The Shape Of WaterStarring Sally Hawkins, Michael Shannon, Richard Jenkins, Octavia Spencer and Michael Stuhlbarg


At Nino’s Pizzeria, there was a large fish tank towards the back where customers could admire the beauty of salt water creatures. From yellow tangs to clown fish, I’d find myself gazing at them in the background rather than staring at an empty plate waiting for the sicilian pie to come out. Over the years, the number of fish have dwindled. The beauty that was once nestled in the back is now filled with a bunch of bottom feeders hiding in the pebbles.

There’s a special connection we can feel with the creatures who swim around in the water. Sure they don’t talk much or play fetch, but their presence is missed when they’re gone. I may have liked the fish that swam around in the tank, but Eliza Esposito, played by Sally Hawkins, has taken her admiration for amphibians a little too far.

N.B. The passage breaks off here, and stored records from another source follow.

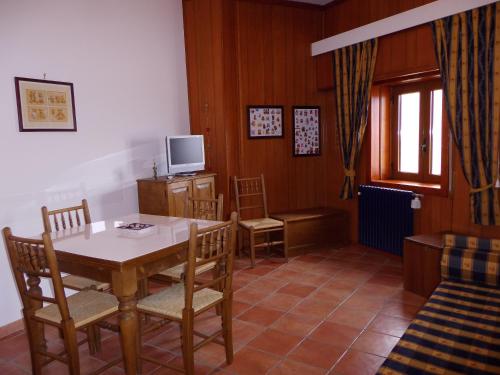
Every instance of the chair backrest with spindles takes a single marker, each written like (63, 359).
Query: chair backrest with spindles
(250, 194)
(207, 209)
(63, 218)
(216, 245)
(31, 261)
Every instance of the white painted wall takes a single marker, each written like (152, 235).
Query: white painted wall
(126, 60)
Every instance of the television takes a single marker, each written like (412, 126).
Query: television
(185, 154)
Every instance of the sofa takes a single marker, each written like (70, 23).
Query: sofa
(458, 329)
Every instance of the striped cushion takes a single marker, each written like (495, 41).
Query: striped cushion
(467, 242)
(479, 266)
(457, 331)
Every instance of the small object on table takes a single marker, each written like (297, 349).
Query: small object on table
(155, 171)
(135, 226)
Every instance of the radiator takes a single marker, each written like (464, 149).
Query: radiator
(385, 217)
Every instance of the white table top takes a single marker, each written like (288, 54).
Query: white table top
(103, 240)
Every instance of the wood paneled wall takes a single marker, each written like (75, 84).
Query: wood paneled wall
(248, 53)
(245, 52)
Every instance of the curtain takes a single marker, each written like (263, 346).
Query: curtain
(468, 50)
(353, 71)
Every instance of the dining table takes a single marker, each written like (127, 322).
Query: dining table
(123, 252)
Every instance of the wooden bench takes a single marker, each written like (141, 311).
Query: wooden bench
(314, 227)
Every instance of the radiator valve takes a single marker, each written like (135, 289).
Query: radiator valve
(416, 204)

Eliza is a mute who works as a cleaning lady at a top secret government laboratory. She has a couple of friends in her support group, but Eliza is a single and lonely woman. While cleaning one of the facilities in the laboratory, scientists bring in a creature for observation. Although the scientists mistreat the creature, Eliza sparks a connection with it. The creature does not see the faults in Eliza many others may judge her for; he sees Eliza for who she is.

The Shape of Water holds the most Oscar nominations this year at thirteen. The nominations include Best Picture, Best Actress for Sally Hawkins, Best Supporting Actress for Octavia Spencer, Best Supporting Actor for Richard Jenkins, and Best Director for Guillermo del Toro.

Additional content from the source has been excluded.